I agree the timing of the document releases would account for this, but I wonder why they didn't address it with the recent supplemental release of 6.6. Im sure they'll probably update the document in Oct with 2.2

Rafal Los said...

Hey - at least the PCI reg addresses the specifics... most regulations suck. What it really comes down to is the auditors... Regulations are inherently behind the times - much like the textbooks in schools... by the time it's proposed, reviewed, approved and distributed it's out of date. Sadly that's the way it goes... follow the spirit, not the letter of the law and ye shall be OK.

Jeremiah Grossman said...

That's why I prefer liability based models rather than standards better. No way a single groups of people are going to be smart enough for everyone else.

Alexander Berezhnoy said...

Well, on the other hand, if they'd refer 2007, would that mean that I don't have to mind buffer overflows?

Abhay Bhargav said...

The PA-DSS has a reference to the latest OWASP Top 10. But I think it is better if they just make a statement, implying "Ensure that the latest OWASP Top 10 Requirements are followed for Application Development"...Now, I dont think that would be too hard would it?

Anonymous said...

It makes sense. I take it that the PCI council has to go through a lot of red tape (and assorted VP golf games) so staying a bit behind the times is to be expected :)

Since it is a standard, it has to be a self-contained document so referring to something not under their control and of such a rapidly changing nature as the field of web application vulnerabilities, is a bit off.

Anonymous said...

Haven't RTFA'd yet but I totally agree with you about code review being ultimately impossible...not even taking into account the shortage of security-aware programmers, the amount of code on the web rapidly increasing, and also the rate of obsolescence in competitive markets where site appearance matters is also increasing. Who knows what languages, formats, mashups and munges will be required for companies to be competitive 5 years from now?
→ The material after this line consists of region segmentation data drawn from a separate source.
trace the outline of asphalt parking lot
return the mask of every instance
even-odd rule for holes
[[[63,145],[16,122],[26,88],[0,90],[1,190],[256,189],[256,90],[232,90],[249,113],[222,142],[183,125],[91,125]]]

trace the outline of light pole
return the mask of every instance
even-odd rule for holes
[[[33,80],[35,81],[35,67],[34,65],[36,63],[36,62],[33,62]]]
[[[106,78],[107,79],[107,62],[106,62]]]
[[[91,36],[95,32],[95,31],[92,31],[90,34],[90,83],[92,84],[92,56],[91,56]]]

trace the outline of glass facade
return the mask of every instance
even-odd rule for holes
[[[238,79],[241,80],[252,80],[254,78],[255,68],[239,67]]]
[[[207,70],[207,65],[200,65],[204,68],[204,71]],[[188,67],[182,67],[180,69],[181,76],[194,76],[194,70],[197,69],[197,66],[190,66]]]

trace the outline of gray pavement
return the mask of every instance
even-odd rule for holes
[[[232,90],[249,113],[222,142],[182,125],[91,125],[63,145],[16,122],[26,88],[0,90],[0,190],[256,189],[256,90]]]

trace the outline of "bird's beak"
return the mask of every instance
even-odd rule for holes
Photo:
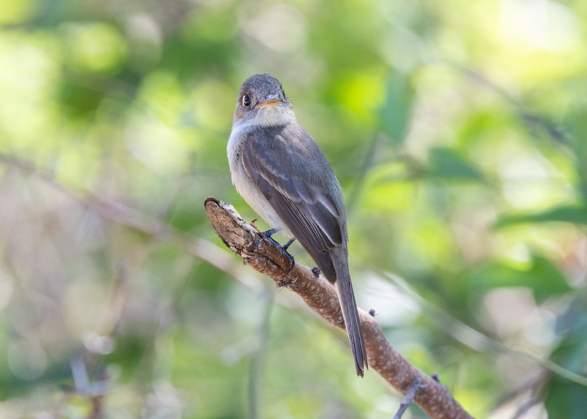
[[[258,107],[265,107],[265,106],[274,106],[277,104],[279,100],[275,94],[269,94],[265,98],[265,100],[257,105]]]

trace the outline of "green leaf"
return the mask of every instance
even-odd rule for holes
[[[381,130],[394,146],[402,144],[414,99],[414,89],[408,75],[394,73],[387,84],[387,100],[381,110]]]
[[[483,180],[483,174],[473,163],[451,148],[437,147],[429,151],[429,176],[444,178]]]
[[[534,256],[526,269],[494,262],[470,274],[470,283],[480,289],[523,286],[531,289],[538,302],[568,292],[571,287],[558,269],[548,259]]]
[[[587,224],[587,208],[585,207],[557,207],[542,212],[506,215],[499,219],[494,227],[499,228],[512,224],[558,221]]]

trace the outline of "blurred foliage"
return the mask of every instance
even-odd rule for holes
[[[257,73],[346,191],[392,344],[479,417],[585,417],[586,4],[2,2],[0,417],[396,410],[204,213],[255,217],[225,145]]]

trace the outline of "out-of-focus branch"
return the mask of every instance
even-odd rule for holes
[[[308,266],[299,263],[292,266],[281,249],[246,222],[230,204],[207,198],[204,207],[218,236],[247,264],[278,286],[286,285],[329,323],[345,329],[332,285],[322,278],[316,278]],[[417,383],[414,401],[433,419],[471,418],[446,387],[413,366],[393,349],[371,315],[359,309],[359,315],[371,369],[404,395]]]

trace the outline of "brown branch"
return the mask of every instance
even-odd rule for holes
[[[281,250],[246,222],[230,204],[207,198],[204,205],[218,236],[245,263],[273,279],[278,286],[287,284],[310,308],[330,324],[345,329],[333,286],[322,278],[317,279],[308,266],[296,263],[292,267]],[[370,369],[404,395],[414,388],[414,382],[418,383],[414,401],[433,419],[472,418],[446,387],[413,366],[393,349],[372,315],[361,309],[359,315]]]

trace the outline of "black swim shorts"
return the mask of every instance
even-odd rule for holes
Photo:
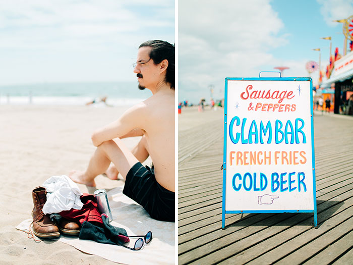
[[[123,193],[143,206],[157,220],[175,222],[175,193],[156,180],[153,169],[140,162],[128,172]]]

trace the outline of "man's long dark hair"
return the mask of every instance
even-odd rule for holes
[[[168,61],[168,67],[165,72],[166,83],[170,84],[170,88],[175,89],[175,50],[173,45],[163,40],[148,40],[140,45],[141,47],[151,47],[150,58],[157,65],[163,60]]]

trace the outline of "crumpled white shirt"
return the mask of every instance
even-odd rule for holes
[[[67,176],[53,176],[42,185],[46,189],[46,202],[43,206],[44,215],[63,210],[81,209],[83,203],[80,199],[82,193],[77,184]]]

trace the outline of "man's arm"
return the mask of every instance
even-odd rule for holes
[[[135,105],[125,112],[116,121],[96,130],[91,137],[93,145],[98,146],[103,142],[115,138],[129,137],[127,135],[131,133],[142,133],[145,127],[146,115],[148,115],[146,109],[144,102]],[[138,128],[140,130],[134,132],[134,129]]]
[[[136,129],[134,129],[130,131],[128,133],[125,134],[125,135],[122,136],[120,138],[120,139],[123,139],[124,138],[128,138],[128,137],[136,137],[137,136],[143,136],[143,130],[141,129],[140,129],[139,128],[137,128]]]

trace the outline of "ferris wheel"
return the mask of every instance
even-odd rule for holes
[[[348,39],[353,41],[353,16],[350,16],[343,25],[343,34]]]

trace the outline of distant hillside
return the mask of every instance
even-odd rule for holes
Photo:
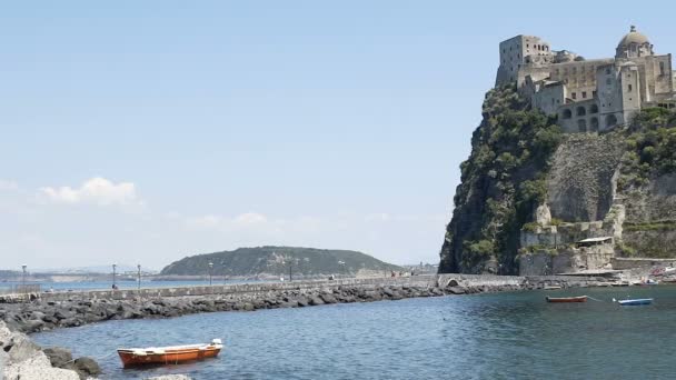
[[[209,272],[213,263],[215,276],[279,276],[295,274],[355,274],[359,270],[399,271],[400,267],[382,262],[368,254],[330,249],[298,247],[239,248],[233,251],[197,254],[165,267],[160,276],[200,276]]]

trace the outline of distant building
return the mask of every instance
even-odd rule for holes
[[[675,81],[672,54],[655,54],[632,27],[615,58],[585,60],[534,36],[503,41],[496,86],[516,82],[535,108],[557,114],[566,132],[598,132],[629,122],[644,107],[676,108]]]

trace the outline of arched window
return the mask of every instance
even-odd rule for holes
[[[587,110],[584,107],[578,107],[576,110],[577,116],[585,116],[587,114]]]
[[[587,120],[585,120],[585,119],[577,120],[577,130],[579,132],[586,132],[587,131]]]
[[[590,132],[598,132],[598,119],[597,118],[592,118],[592,123],[589,126],[589,131]]]

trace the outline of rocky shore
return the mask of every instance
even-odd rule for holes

One thing is for sure though--programmers will be more concerned about those attributes than securing old code, because on a broad scale and absent breaches creating crises, planning and funding follows profitability and innovation a lot more closely than security. --Eponymous

Jeremiah Grossman said...

@Alexander, I guess so. But then again the vast majority of webapp don't have buffer overflow issue anyway.

@Thanasis, what's also interesting is that PCI-DSS is update more often than the Top Ten, which is every 3 years it seems. So maybe in 2010, we'll have another version. :)

Anonymous said...

@Rafal: Unfortunately, if it is a standard that requires compliance with (and having 3rd parties checking items on the questionnaire), following the spirit might be technically sound (in fact I agree with you, but the auditor will "judge" you based on the standard itself :)

Anonymous said...

Didn't even think of that. Made me worried about the QSA recert exam I just sat where I posted responses based upon the latest top 10. (Hopefully I won't be marked wrong on a technicality so to speak). :-)
Mike Dahn, PCI trainer covers a response here:

Anonymous said...

Youve got to think, "whats the risk". Ok so the acquirers want the data in plain text. Most places I've seen with this requirement install a dedicated link to there acquirer.
If its over a vpn then its going to be encrypted in transport so its no an issue. people get really hung up on this and its not a big deal. Logic doesnt dictate that the standard make data encrypted everywhere. In order for the data to be of some use it will have to be decrypted. Storage of it in a decrypted form is the bigger issue as this is where it is most likely to be compromised. Regular dealings with Visa have shown that they are more interested in the data "at rest" post transaction. As long as sensible protection is applied whilst in transit of course.
People who say that sending unencrpyted data over an encrypted channel is not sending encrpted data are just missing the point.